Он наливает мне еще вина и спрашивает, что я собираюсь делать по возвращении в Штаты. Приходится рассказывать о том, как собиралась остаться в Анн-Арборе и дожидаться, пока Энди получит диплом. Но теперь…

Я не знаю, что буду делать.

И тут я совершенно неожиданно начинаю рассказывать – этому незнакомцу, угощающему меня обедом, – о своих опасениях. Если я поеду с Шери в Нью-Йорк, она рано или поздно бросит меня и переедет жить к своему парню, поскольку Чаз собирается в Нью-Йоркском университете получать степень доктора философских наук. А мне в итоге придется делить квартиру с кем-то чужим. У меня так развязался язык, что я сообщила о неполученном дипломе, о неначатой дипломной работе и о том, что вряд ли мне удастся найти работу в Нью-Йорке по выбранной специальности. Если, конечно, вообще существует работа для специалиста по истории моды. Так что все мои шансы сводятся к возможности работать в торговом центре «Гап». Это ад на земле, в моем понимании. Футболки с цельнокроеными рукавчиками – все на одно лицо – и вытертые джинсы просто убьют меня.

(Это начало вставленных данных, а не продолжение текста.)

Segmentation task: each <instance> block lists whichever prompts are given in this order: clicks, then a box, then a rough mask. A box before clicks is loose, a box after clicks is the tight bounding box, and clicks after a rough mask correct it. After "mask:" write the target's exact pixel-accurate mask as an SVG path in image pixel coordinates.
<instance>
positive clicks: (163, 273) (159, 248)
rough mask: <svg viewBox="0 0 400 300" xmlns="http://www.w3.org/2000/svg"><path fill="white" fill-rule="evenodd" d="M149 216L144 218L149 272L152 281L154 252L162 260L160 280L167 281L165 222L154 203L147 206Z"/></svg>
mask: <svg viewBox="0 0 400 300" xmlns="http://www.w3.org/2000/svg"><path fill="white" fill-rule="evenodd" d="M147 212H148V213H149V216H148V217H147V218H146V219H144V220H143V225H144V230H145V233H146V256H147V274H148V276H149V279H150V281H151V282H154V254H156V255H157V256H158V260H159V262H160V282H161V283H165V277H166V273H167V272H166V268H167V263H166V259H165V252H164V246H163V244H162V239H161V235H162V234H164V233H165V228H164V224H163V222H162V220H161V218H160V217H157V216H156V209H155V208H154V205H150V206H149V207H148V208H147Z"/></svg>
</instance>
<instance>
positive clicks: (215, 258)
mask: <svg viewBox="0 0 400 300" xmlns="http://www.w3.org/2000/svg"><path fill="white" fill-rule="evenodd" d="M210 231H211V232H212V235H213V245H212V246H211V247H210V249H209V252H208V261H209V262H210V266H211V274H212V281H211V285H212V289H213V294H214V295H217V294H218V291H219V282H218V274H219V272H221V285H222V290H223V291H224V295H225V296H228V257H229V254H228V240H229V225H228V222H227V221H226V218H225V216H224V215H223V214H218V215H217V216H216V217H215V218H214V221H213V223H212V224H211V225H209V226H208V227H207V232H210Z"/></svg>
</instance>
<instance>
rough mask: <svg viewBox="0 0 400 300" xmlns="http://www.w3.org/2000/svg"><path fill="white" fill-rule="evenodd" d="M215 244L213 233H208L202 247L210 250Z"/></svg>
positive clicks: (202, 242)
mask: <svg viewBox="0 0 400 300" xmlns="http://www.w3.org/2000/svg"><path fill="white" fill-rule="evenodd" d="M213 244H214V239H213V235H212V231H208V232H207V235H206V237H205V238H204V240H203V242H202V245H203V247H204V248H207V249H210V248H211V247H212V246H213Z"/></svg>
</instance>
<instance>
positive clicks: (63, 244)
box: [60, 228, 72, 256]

– Мне почему-то трудно представить, что ты работаешь в «Гап», – говорит Жан-Люк.

Я оценивающе смотрю на свой сарафан от Алекса Колмана. – Ты прав. Конечно, нет. Ты считаешь меня сумасшедшей?

– Нет, мне нравится это платье. Это такое… ретро.

– Да нет, я про то, что собиралась остаться жить дома в Анн-Арборе, пока Энди не получит диплом. Шери говорит, что я предаю свои феминистские принципы.

– Не думаю, что желание остаться рядом с тем, кого любишь, противоречит феминистским принципам, – отвечает Жан-Люк.

– Да, но что мне делать теперь? Не сумасшествие ли это ехать в Нью-Йорк, предварительно не подыскав квартиру и работу?

– Нет, не сумасшествие. Это смелый шаг. Ты производишь впечатление довольно решительной девушки.

За окном вагона солнце продолжает клониться к горизонту. Как поздно темнеет летом во Франции! Небо за зелеными холмами и лесами окрашивается в жгуче-розовый цвет. Вокруг нас снуют официанты, разнося тарелки с сыром, шоколадными трюфелями и крохотные бокалы аперитивов. В секции для курящих наши сотоварищи по вагону закурили, наслаждаясь ленивой послеобеденной сигаретой. Дым в этой романтичной обстановке вовсе не кажется мне таким противным, как дым из ноздрей моего бывшего ухажера.

Я чувствую себя как в кино. И я – уже вовсе не я. Нет никакой Лиззи Николс, младшей дочери профессора Гарри Николса, недавней невыпускницы колледжа, которая всю жизнь провела в Анн-Арборе, штат Мичиган, и встречалась всего с тремя парнями, не считая Энди.